Es ist schon faszinierend: Ich kann Artikel schreiben, die sich mit den Komplikationen der Raumzeitkrümmung oder mit dem Ursprung der Blütenpflanzen befassen – aber wenn ich darin generell weibliche Formen benutze (so wie man sonst gern “die Wissenschaftler” sagt ohne zu berücksichtigen, dass die natürlich auch weiblich sein können), dann gibt es jede Menge Kommentare dazu, mit so schönen Worten wie “Scheißgendern”, “Erziehung durch Sprache “1984″, oder so unglaublich tollen Wortspielen wie “Raumzeitin” (slow clap).
Aber natürlich muss ich es zugeben: Spätestens wenn ich Richard Feynman als “Physikerin” bezeichne, ist das schon eine arg seltsame Art, mich auszudrücken (und geht auch über eine reine Umkehrung des üblichen Sprachgebrauchs hinaus, da die meisten Leute ja zum Beispiel Jocelyn Bell Burnell nicht als “Astrophysiker” bezeichnen würden). Wieso ich es – zumindest im Moment des öfteren – trotzdem tue? Das hat eine recht lange Vorgeschichte hier auf dem Blog.

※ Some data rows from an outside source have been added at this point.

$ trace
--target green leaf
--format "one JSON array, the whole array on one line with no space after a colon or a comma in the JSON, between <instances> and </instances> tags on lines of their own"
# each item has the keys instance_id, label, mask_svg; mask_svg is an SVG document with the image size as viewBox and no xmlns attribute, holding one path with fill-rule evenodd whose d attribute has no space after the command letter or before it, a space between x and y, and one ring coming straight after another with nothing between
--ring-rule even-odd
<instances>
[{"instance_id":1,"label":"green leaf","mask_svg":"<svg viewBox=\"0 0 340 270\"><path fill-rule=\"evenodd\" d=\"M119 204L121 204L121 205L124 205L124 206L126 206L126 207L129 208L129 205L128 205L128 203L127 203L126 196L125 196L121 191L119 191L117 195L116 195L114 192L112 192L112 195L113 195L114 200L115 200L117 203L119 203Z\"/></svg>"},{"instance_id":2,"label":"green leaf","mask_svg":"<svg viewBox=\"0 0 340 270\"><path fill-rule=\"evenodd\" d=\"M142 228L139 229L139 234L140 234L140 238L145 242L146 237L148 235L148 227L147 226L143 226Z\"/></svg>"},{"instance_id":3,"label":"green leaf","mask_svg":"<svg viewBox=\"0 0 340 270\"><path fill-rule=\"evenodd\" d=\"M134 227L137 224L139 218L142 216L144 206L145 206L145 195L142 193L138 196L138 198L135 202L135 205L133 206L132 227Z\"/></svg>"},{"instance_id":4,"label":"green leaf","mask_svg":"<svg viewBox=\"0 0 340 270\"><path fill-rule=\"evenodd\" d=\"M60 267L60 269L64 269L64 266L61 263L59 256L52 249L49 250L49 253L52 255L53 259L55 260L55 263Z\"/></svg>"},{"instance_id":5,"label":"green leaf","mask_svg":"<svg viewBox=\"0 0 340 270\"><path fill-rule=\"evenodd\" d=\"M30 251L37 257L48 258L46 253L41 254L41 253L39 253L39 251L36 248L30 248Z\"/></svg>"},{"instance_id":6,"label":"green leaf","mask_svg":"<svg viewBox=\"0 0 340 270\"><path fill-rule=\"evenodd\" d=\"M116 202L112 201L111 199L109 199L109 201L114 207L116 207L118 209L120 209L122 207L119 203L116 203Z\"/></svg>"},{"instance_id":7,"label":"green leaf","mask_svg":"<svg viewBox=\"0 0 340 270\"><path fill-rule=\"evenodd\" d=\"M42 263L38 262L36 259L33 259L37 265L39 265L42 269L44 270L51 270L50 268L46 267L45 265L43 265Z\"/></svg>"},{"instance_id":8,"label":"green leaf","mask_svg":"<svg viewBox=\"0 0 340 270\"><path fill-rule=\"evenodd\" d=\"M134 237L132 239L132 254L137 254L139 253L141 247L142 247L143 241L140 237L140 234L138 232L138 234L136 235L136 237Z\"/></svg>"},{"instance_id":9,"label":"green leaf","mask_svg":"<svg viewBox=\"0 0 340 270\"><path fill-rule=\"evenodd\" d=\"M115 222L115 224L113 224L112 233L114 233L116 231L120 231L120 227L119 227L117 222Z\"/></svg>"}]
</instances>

Meine erste echte Berührung (Mitte der 80er Jahre) mit der geschlechtergerechten Sprache waren zwei Artikel in Douglas Hofstadters “Metamagical Themas” (den zweiten davon verlinke ich immer gern). Die Artikel machten mir persönlich eins deutlich: Das generische Maskulinum führt bei mir dazu, dass ich bei Worten wie “Wissenschaftler” oder “Arzt” eher Männer assoziiere. Besonders wichtig war mir das Thema trotzdem nicht – das ging erst los, als ich mit meinem Blog anfing, weil ich jetzt zum ersten Mal Texte geschrieben habe, die von vielen Leuten gelesen wurden. Entsprechend gab es hier dann auch einiges an Debatten dazu, und ich habe ja auch in der Vergangenheit mit verschiedenen Möglichkeiten der geschlechtergerechten Sprache experimentiert (als da wären: Beidnennungen, Binnen-Is, generische weibliche Formen, abwechselnd weibliche und männliche Formen).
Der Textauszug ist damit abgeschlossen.